Comparison between Elastic and Smart Watchers
An Elastic Watcher is a highly customisable automated monitoring tool within Elasticsearch [6]. Elastic Watchers are particularly useful in clinical settings due to their versatility in executing queries and triggering near real-time email-based alerts based on predefined conditions. A watcher consists of a trigger that defines when the watcher checks for changes in the data, an input or data source, and an action, which determines what should happen when the watcher's conditions are met. In the context of this study, it is sending an email notification to a predefined list of recipients, with an attachment containing the desired clinical data.
Smart Watchers are an automated clinical alert system designed to monitor, extract, and process data from one or more Elastic indexes within a healthcare setting. Apache NiFi, Python scripts, and Elasticsearch are leveraged to generate near real-time alerts for specific clinical scenarios. Smart Watchers employ customisable data processing pipelines, created using Apache NiFi and Python scripts that are adaptable to specific clinical requirements. While Elastic Watchers and Smart Watchers are both suited for automated monitoring and near real-time alerting within healthcare settings, Smart Watchers offer a more flexible approach to querying and data manipulation. Elastic Watchers are primarily designed for data retrieval and not optimised for extensive data cleansing or preparation during the querying process. Despite Elastic Watchers being able to execute a series of queries in sequence and using the output of one query as input to the next query (via chain input), this is does not support querying across different indexes. In contrast, Smart Watchers leverage Python scripts to execute nested cross-index searches and extract data from external datasets. This allows for more complex data retrieval and analysis scenarios that extend beyond the capabilities of Elastic Watchers.
For example, a recent project focused on identifying inpatients at KCH who had a documented penicillin allergy and a penicillin order within the last 48 h. The requesters required a daily extract of the target cohort, along with their demographics and clinical notes from the preceding 24 h only.
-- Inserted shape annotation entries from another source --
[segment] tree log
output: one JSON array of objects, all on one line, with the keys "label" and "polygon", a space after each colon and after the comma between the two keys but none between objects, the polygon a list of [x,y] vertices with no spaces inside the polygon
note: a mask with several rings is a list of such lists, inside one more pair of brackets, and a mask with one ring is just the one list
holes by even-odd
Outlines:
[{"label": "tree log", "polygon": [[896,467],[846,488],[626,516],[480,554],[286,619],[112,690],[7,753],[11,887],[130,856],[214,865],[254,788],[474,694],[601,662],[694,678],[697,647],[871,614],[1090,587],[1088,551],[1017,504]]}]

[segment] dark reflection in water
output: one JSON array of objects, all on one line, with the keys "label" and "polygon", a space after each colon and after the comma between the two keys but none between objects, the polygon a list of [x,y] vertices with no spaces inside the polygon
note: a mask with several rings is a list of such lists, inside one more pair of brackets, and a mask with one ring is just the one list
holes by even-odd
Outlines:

This complex query required data retrieval and integration from EPR inpatients, EPR allergies, Orders, Demographics, and EPR documents indexes. Figure 1a illustrates the limitations of using Elastic Watchers, where two separate Watchers would need to be created to extract all inpatients in the last 48 h and all patients with penicillin allergies, resulting in two daily email notifications. The data would then require manual merging and querying to retrieve the relevant demographics and clinical notes. In contrast, Fig. 1b demonstrates the capabilities of Smart Watchers in completely automating the data retrieval process. Using Python scripts in an Apache NiFi processor group, Smart Watchers can execute all the queries in sequence, with queries D and E being performed in parallel to return the relevant demographics and clinical notes. The final dataset is stored in a ZIP file and attached to an email. The data can be sent as individual CSV files, a merged CSV or Excel file, or a specifically formatted CSV file tailored to the requester's needs. For instance, the data can be formatted for specific databases, such as REDCap (Research Electronic Data Capture), SQL or Microsoft Access. Furthermore, Python can be leveraged to clean and process data, or use regular expressions (regex) within the dataset to extract or filter data even further. Regex was applied in Query E, to the unstructured field from the EPR allergy output, to identify mentions of penicillin or symptoms of allergies. This helped prioritise more severe symptoms like 'anaphylaxis' over less specific ones like 'stomach upset'.
Both Apache Nifi and Elasticsearch are dockerised, with the latter deployed as part of a swarm across three servers. NiFi processor groups were built to automate data processing flows for each index and manage errors effectively, offer conditional routing capabilities, and send email notifications in the event of any data ingestion errors (an example of a Nifi processor group is illustrated in Fig. 2).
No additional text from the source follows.